当前位置:网站首页>Ideas and methods of system and application monitoring
Ideas and methods of system and application monitoring
2022-07-06 20:05:00 【Impl_ Sunny】
0、 Preface
In the actual performance analysis , A very common phenomenon is , Obviously, there is a performance bottleneck , But when you log in to the server and want to check , But found that the bottleneck has disappeared . Or say , Performance problems always happen from time to time , But it's hard to find the law of occurrence , It's hard to reproduce .
And to solve this problem , We need to build a monitoring system , Monitor the health of systems and Applications , And define a series of strategies , When a problem occurs, the alarm will be notified at the first time . A good monitoring system , It can not only expose various problems of the system in real time , It can also be based on these monitored States , Automatically analyze and locate approximate bottleneck sources , So as to report the problem to the relevant team more accurately . To do a good job of monitoring , The core is comprehensive 、 Quantifiable indicators , This includes system and application .

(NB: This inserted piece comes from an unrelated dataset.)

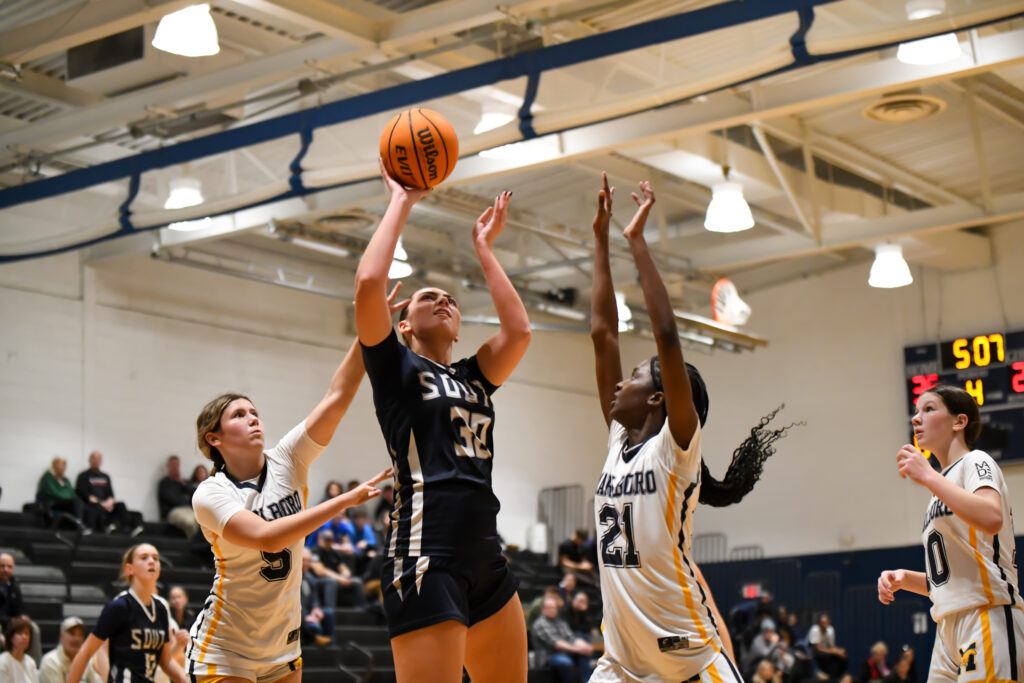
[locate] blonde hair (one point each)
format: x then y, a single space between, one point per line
209 421
128 558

In terms of system , The monitoring system shall cover the overall resource utilization of the system , such as CPU、 Memory 、 Disk and file system 、 Network and other system resources .

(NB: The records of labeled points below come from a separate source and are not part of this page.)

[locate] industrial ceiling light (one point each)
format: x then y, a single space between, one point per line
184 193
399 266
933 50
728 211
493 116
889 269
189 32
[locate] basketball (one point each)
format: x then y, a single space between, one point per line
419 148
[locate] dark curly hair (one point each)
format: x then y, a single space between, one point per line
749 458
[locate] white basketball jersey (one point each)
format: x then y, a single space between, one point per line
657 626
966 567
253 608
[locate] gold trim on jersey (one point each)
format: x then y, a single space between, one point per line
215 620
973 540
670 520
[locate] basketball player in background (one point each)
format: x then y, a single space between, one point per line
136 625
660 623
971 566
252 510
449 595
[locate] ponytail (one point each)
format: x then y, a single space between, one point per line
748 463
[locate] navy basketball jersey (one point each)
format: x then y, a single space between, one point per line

In terms of applications , The monitoring system should cover the internal operation status of the application , This includes both the... Of the process CPU、 disk I/O And so on , More needs to be included, such as time-consuming interface calls 、 Errors in execution 、 Memory usage of internal objects and other internal running conditions of the application .
One 、 System monitoring
1.1 USE Law
Before starting the monitoring system , You must want to know most , How can we use a concise method , To describe the use of system resources . You can certainly use the various performance tools learned in this column , To collect the usage of various resources . But don't forget , There are many performance indicators for each resource , Using too many indicators is time-consuming and labor-consuming. Don't say , It's not easy to establish the overall operation status of the system for you .
ad locum , I'd like to introduce you to a system for performance monitoring USE(Utilization Saturation and Errors) Law .
USE The performance index of system resources , Reduced to three categories , I.e. utilization rate 、 Saturation and number of errors :
- Usage rate : Indicates the percentage of time or capacity that the resource is used for service .100% The usage rate of , Indicates that the capacity has been exhausted or all the time is used for service .
- saturation : Indicates how busy the resource is , Usually related to the length of the waiting queue .100% Saturation of , Indicates that the resource cannot accept more requests .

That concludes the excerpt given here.